Formatting a book’s interior: Blissful tedium

There are few feelings better in this writing life of ours than when a project is nearing its completion. The heady early days of The Idea are long gone, the creative bursts of the planning stages when all the world seemed at your fingertips have passed, the love/hate relationship of the first full draft has already become simply the hate of the edit, the edit, the edit, the edit that just will not end – and then it finally does. Your bleary and blood-stained eyes at last can glance into the rearview mirror and see something of substance left behind. You are on your way to holding your book in your hands, and what a moment of glory that will be. Yet prior to that lie the finishing interior touches, and dealing with a few of them is what I want to consider in this week’s post.

If you are trad-pubbing you will have limited input on the aspects to be considered, but if you are self-pubbing then your project is YOUR project and a myriad of details will demand your attention. What size will you make your book? What font will you use? What font size? Do you want all chapters to begin on the right side (odd-numbered pages) of the book or don’t you care? Will you try to limit the total number of pages or let them run as they will dependent on the book’s dimensions? How will you divide your chapters and/or sections? Will you insert illustrations, images, photos, etc., or won’t you? If you will put them in then how? There is very much to consider.

In my own case with my forthcoming Freedom’s Mask the size question was easy as I wanted to make it the same as Tomorrow, as the Crow Flies and Randolph’s One Bedroom. (For Green Skies Eric and I opted for a physically much bigger book as it suits the graphic format better.) With that answered, what next? CreateSpace offers templates of all of their various sizes but I didn’t find the files terribly useful (somehow they simply didn’t work with the way my brain does; I have heard good things about them from others). It came down then to changing everything manually, which was easily enough done through Word’s Page Layout tools. But then another issue immediately came up: margins. Having dealt with this now at the end I would recommend doing it at the beginning. Decide on what you want to set them at and then, again through Page Layout, make the necessary adjustments, keeping in mind that you’ll first need to choose the option for “open spread view” (or whatever your version of Word calls it; mine is in Japanese and I’m uncertain of the US type’s title on that) so that you get the interior and exterior choices and not just top, bottom, right, left. (The interior margin will need to be slightly bigger than the exterior to account for binding.) The margin sizes you choose will also, of course, have a big impact on the total number of your pages.

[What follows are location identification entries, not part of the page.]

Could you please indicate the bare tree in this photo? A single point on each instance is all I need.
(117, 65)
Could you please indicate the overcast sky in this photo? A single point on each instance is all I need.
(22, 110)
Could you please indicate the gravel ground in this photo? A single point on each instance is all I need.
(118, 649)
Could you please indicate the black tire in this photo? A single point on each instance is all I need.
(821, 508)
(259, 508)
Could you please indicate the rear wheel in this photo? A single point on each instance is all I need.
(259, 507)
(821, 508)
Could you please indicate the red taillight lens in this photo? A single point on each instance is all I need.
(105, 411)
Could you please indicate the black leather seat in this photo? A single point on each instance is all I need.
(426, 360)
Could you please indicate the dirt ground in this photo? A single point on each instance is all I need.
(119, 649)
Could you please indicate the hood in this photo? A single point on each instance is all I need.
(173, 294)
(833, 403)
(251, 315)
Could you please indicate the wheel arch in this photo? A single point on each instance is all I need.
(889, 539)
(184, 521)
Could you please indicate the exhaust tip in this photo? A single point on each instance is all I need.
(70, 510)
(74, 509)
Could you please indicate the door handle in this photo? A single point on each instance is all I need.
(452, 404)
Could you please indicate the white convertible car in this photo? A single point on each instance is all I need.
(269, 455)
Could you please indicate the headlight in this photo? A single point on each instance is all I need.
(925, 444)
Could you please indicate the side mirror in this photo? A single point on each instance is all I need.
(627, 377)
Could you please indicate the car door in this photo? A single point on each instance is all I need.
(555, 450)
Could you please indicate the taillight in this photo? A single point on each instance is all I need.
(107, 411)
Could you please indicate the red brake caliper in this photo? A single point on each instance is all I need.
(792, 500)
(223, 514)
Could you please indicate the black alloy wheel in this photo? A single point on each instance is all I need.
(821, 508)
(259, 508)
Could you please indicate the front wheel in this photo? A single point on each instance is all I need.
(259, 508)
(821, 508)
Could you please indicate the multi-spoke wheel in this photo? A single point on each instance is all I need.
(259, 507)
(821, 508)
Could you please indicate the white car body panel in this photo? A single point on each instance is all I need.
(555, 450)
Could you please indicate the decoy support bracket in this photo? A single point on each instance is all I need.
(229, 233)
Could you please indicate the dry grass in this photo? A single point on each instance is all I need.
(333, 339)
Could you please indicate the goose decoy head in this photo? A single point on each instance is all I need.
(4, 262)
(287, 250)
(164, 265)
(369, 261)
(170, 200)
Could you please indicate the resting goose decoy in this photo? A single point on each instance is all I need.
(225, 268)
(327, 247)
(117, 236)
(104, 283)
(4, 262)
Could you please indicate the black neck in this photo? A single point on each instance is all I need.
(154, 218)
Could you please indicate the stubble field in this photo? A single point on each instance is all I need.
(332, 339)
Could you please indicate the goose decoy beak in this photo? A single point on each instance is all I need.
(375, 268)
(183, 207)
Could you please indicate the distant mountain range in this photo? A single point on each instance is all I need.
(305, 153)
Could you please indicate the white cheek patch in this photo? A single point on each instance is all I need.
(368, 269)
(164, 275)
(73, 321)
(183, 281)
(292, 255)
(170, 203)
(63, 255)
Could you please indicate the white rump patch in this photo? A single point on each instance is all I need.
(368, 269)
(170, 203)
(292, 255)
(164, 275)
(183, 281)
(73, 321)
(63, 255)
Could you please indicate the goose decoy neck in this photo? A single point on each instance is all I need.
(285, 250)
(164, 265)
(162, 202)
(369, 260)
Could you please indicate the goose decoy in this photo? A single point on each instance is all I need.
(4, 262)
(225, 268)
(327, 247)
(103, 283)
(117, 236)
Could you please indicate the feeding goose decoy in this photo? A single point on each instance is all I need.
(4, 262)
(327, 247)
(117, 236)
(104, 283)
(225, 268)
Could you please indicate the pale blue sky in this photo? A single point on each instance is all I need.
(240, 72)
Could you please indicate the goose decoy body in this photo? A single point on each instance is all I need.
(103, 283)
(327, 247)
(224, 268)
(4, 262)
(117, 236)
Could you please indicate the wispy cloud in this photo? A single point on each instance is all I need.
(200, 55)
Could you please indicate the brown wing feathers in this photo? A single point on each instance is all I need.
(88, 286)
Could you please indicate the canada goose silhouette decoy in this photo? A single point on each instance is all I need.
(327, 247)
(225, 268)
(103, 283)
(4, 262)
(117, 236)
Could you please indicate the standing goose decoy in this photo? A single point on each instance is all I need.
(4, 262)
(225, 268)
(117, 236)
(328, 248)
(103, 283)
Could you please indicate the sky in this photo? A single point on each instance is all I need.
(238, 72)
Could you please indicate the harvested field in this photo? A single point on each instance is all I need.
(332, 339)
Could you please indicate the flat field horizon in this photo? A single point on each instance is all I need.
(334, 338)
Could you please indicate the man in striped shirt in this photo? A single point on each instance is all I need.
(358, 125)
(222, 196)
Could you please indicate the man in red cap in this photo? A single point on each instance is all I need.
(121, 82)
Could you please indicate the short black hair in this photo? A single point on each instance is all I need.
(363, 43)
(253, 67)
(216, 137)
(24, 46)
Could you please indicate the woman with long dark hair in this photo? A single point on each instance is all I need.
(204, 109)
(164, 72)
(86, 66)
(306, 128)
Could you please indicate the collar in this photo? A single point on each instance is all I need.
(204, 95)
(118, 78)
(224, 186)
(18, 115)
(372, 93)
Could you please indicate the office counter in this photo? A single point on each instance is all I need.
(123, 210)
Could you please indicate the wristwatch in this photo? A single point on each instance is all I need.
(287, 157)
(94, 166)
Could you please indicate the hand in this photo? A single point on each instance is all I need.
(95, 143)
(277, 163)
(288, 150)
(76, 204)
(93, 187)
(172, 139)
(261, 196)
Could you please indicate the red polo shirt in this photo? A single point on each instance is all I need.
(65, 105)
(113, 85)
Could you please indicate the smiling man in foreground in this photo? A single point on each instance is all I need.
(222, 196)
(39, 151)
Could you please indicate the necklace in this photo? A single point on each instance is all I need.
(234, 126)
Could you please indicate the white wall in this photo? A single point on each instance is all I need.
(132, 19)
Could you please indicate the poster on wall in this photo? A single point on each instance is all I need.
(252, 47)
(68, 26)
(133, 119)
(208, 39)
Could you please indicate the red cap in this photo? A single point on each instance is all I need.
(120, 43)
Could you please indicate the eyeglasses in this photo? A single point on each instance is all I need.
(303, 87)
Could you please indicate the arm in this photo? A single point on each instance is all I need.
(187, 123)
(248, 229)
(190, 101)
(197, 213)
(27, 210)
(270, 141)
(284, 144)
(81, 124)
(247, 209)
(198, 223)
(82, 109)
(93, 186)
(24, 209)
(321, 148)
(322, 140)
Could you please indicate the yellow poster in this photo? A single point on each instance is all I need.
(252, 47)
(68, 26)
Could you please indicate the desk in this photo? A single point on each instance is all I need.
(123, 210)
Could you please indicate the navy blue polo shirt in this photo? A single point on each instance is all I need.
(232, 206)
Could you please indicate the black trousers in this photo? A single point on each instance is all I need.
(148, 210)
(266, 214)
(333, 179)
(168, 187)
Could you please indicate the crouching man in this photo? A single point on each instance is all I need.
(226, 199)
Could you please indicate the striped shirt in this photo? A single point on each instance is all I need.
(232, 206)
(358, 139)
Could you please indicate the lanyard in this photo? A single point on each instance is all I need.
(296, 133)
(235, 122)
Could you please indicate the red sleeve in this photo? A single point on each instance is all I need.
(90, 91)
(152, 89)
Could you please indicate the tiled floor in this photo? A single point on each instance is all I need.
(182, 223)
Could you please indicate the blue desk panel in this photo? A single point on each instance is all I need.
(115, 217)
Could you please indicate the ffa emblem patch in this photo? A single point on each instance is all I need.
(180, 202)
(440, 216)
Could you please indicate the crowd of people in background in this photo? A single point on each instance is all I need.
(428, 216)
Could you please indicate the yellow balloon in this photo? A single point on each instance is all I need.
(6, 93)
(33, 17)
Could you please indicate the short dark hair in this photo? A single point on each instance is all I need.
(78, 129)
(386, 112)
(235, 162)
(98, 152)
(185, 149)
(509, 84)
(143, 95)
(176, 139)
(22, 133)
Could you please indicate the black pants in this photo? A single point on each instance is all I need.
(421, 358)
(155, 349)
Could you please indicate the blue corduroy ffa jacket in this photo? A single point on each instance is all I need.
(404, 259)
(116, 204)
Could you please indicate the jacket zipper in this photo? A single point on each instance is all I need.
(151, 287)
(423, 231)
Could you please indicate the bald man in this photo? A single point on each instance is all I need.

With that set I’d also advise taking care of the page numbers. If you want your first page to begin with the first chapter (and not right at the opening of the file where things like the title page, dedication, matters page, etc. will go) then you will need to use the section break option (found in the Insert tools). With your chapters in a separate section you can put the page numbers in to start counting from that section rather than starting with the whole file, and while you are at it don’t forget to choose the option that sets odd-numbered and even-numbered headers (or footers) differently. Your page numbers will either be in a header or footer and so dealing with that at the same time will make everything easier; check under Word’s Design tools. By doing the odd/even headers or footers separately you can make the odd-numbered pages (again, the right side of the book as you hold it) be right-oriented and the even-numbered pages left-oriented, meaning that for both the page numbers will appear on the outside of the page. This is also the time when you can set any text you want in the headers or footers too, and if you really want to get fancy you could even make each new chapter a section break and then assign the header/footer accordingly (e.g. with that chapter’s specific title). Don’t neglect to add a new section break at the end as well or otherwise your book’s final pages (if you want to insert any) will have the same page number and header/footer settings as your chapter pages do.

One final practical note connected with all of this is on spacing. We naturally think of spacing when it comes to book size, margins, fonts, what have you, but what can escape our attention is the word to word spacing within the text itself. These days everyone (quite justifiably – pun intended!) has their content set to justified so that the word processing software stretches and squeezes as you go along. Problems can come up, however, when your A4/letter-sized file gets shifted to its book size file. Suddenly a string of words that was just fine before comes out looking odd with giant spaces within some sentences and none at all within others. This especially happens if you have hyphenations as they are read by the software as a single – and therefore mandatory to hold together – word. One trick that I learned is to insert a technically unnecessary space within the hyphenated phrase to trick the software into alternative spacing. What I mean is that if you have something like “her adversary’s ne’er-do-well-but-do-it-anyway attitude” which is gumming up your otherwise evenly spaced and fine-looking paragraph then you guess and check on how the phrase might be split to even out the spacing by inserting an extra space anywhere within the string of “ne’er-do-well-but-do-it-anyway”: perhaps after the “well-” would work, or after the “it-“. In such a way the phrase will be adjusted to wrap from one line to the next the way long words used to be split when writing them in notebooks or on old typewriters (for those of us who remember writing by candlelight). That little trick proved quite useful for me.

The bottom line when it comes to interior settings though is this: Be prepared to go through the entire document many times and be prepared for many headaches when making all these adjustments. (Discipline yet again, does it ever leave us?) The payoff, though, is a book that looks just as pretty on the inside as it does on the outside.